Why It’s Okay to Say You Own Your Own Plane
04.28.11 · Ashley Bowen Cook
Whether you own a business aircraft, sell it, build it, maintain it or fly it – you needn’t be apologetic. Corporate aircraft fuel the economy. According to GAMA, they contribute $150 billion annually in the States alone.
Biz jets play a significant, not-to-be-discounted role for heads of state and globe-trotting CEOs who need face-to-face interaction to create partnerships, broker deals and repair relationships. Think of them less like yachts of the air and more like boardrooms with a view.

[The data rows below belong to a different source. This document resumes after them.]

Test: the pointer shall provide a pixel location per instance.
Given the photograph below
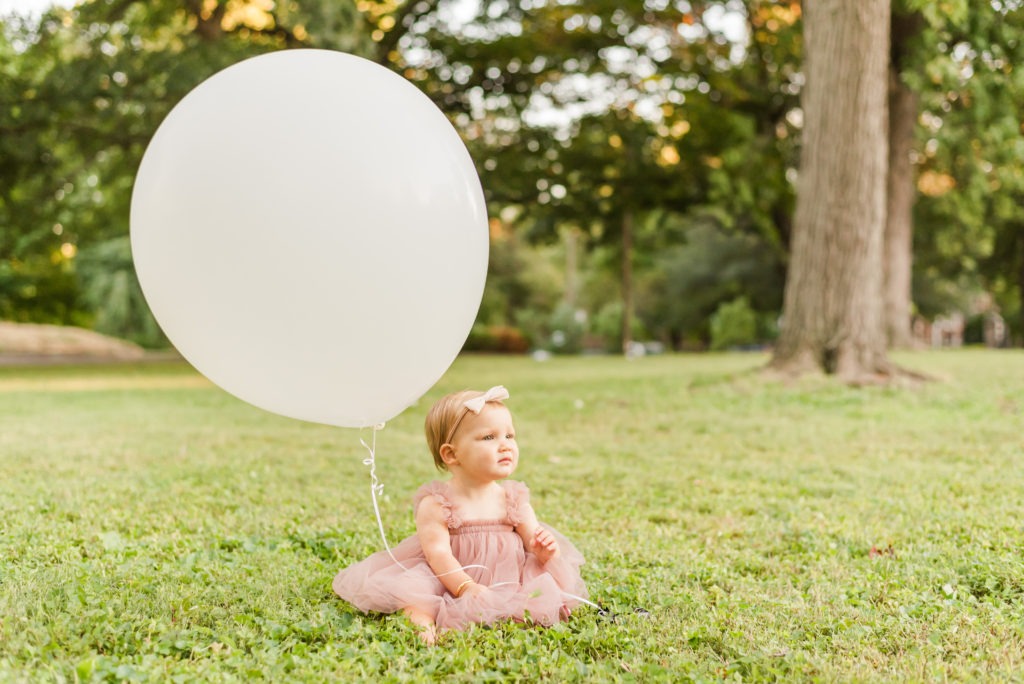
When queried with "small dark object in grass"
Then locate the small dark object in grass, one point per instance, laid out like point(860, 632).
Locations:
point(613, 616)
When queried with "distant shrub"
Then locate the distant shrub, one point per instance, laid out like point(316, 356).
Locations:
point(567, 326)
point(733, 324)
point(497, 339)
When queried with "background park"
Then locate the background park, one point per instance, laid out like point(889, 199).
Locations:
point(813, 196)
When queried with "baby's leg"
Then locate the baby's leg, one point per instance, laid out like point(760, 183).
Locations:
point(420, 618)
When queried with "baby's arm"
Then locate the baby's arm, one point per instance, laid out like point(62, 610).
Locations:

C-suite types can make a good business case for using corporate aircraft. Take a CEO’s salary and bonus plan, divide those by the hours worked in a year – and you have that individual’s hourly cost or worth to the company. You quickly see how minimizing the time spent in security lines, check-in and navigating multiple connections makes aircraft ownership the more value-oriented travel solution. Ownership increases productivity by providing an office in the air – enabling confidential conversations, phone calls and meetings. Ownership also provides tax benefits that benefit the company’s bottom line.
Forget Stereotypes
The next time you hear someone bashing private aviation, remember these valid justifications. Also, point out that C-suite types make up only a fraction of those who rely on business aircraft to do their job.
Just as small business dominates commerce in the States, so does small business’s use of corporate aircraft dwarf the big guys’. According to an NBAA-commissioned study, 74 percent of flights aren’t carrying C-suite executives. Rather they’re transporting sales, technical and middle-management team members out into the field to do, get this, real work. And, they’re flying them into one of the country’s 5,000 public-use airports – rather than being limited to the 500 that can accommodate commercial airliners. They provide an indispensable link to small and medium-sized communities without commercial service.
Workhorses of the Sky
Uses are as diverse as the aircraft. Rotorcraft taking materials to rigs at sea. Piston-powered prop planes surveying pipelines or mapping wetland losses. Helicopter and fixed-wing water bombers protecting woodlands and homes. Turboprops making short, economical multi-airport hops for engineers and urban planners. Ag planes not just treating millions of acres of cropland, but often also planting by air. Emergency aircraft improving survival rates by getting accident victims to help. Fast.
General aviation advances development and enables small teams to accomplish more. Workforces become not just more mobile, but more nimble. They advance development efforts and shrink our big world. From our base in the Air Capital, we know these truths. But we need to become better proselytizers. Spread the word. If you own your own aircraft, speak up. Proudly.